In questa occasione, sarà Sebastiano Mondadori a presentare il suo romanzo “Di cosa siamo capaci” (ed. La Nave di Teseo) alla giuria composta da oltre duecento lettori.
I finalisti sono, insieme a Mondadori, Patrizia Carrano, Massimiliano Scudeletti e Nadia Terranova.
IL LIBRO
Adele irrompe sulla scena come un’eroina della Nouvelle Vague. Nina sbuca piano dalla foresta delle sue timidezze. Sono madre e figlia, invasate d’amore, libri e politica, che sperano tutto, troppo, finché il tempo è dalla loro parte.
Le conosciamo nelle estati dei rispettivi ventitré anni. Nel Grande Bivacco del 1968 in una tenuta in Toscana, con Adele indecisa tra Bebo e Rudi – quando insieme dovevano cambiare il mondo e sono rimasti con un pugno di rimpianti.
In giro per l’Europa in interrail nel 1993, con Nina che tradisce il fratello Marco e il fidanzato Ruben con la giovane Thaïss – quando sembrava tutto facile, pochi mesi prima che l’Italia cambiasse.

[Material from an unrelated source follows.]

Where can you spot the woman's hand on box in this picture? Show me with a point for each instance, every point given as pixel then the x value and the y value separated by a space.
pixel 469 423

Sospese tra la vita come accade e i ricordi con cui la inseguiranno, Adele e Nina si perdono e si ritrovano lungo cinquant’anni di storia italiana mentre Milano diventa il teatro – ora cupo, ora sfavillante ma sempre più presago – di un’epoca al tramonto.
E quanto sbagliano, madre e figlia, nelle scelte affidate al caso o lasciate a metà fino a rinnegare i propri ideali, nelle vocazioni infrante e nei segreti consumati, nella sala d’attesa di un ospedale o su una spiaggia ventosa ad Albufeira.

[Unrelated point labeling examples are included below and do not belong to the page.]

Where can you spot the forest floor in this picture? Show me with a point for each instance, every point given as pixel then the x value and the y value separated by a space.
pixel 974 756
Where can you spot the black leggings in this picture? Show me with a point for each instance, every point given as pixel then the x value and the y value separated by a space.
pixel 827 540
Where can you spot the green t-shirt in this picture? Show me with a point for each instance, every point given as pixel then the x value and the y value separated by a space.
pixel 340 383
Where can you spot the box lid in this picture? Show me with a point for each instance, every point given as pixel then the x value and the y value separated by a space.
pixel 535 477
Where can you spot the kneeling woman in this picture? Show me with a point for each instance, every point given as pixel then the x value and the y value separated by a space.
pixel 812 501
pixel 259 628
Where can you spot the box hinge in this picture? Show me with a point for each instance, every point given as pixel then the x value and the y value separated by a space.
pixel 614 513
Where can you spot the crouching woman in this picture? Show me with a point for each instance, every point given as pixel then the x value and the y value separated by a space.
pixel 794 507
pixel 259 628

Sono tanti, tantissimi i loro compagni di strada, gli amici e gli amanti di questa commedia mancata, o meglio rovesciata: dal desiderio alla nostalgia, giusto in tempo per vedere di cosa siamo capaci quando la vita ci mette alla prova”.
L’AUTORE
Sebastiano Mondadori è nato a Milano nel 1970, e vive da anni in Toscana.
Prima di ”Di cosa siamo capaci” ha scritto nove romanzi (da ”Gli anni incompiuti”, 2001, premio Kihlgren a ”Il contrario di padre”, 2019); il libro-intervista ”La commedia umana. Conversazioni con Mario Monicelli” (2005, premio Efebo d’Oro); la raccolta poetica ”I decaloghi spezzati” (2021).
Con La nave di Teseo ha pubblicato ”Verità di famiglia. Riscrivendo la storia di Alberto Mondadori” (2022, premio Elba-Brignetti per la saggistica, premio Società dei lettori di Lucca, premio della giuria al premio Biella, premio Antonio Semeria Casinò di Sanremo).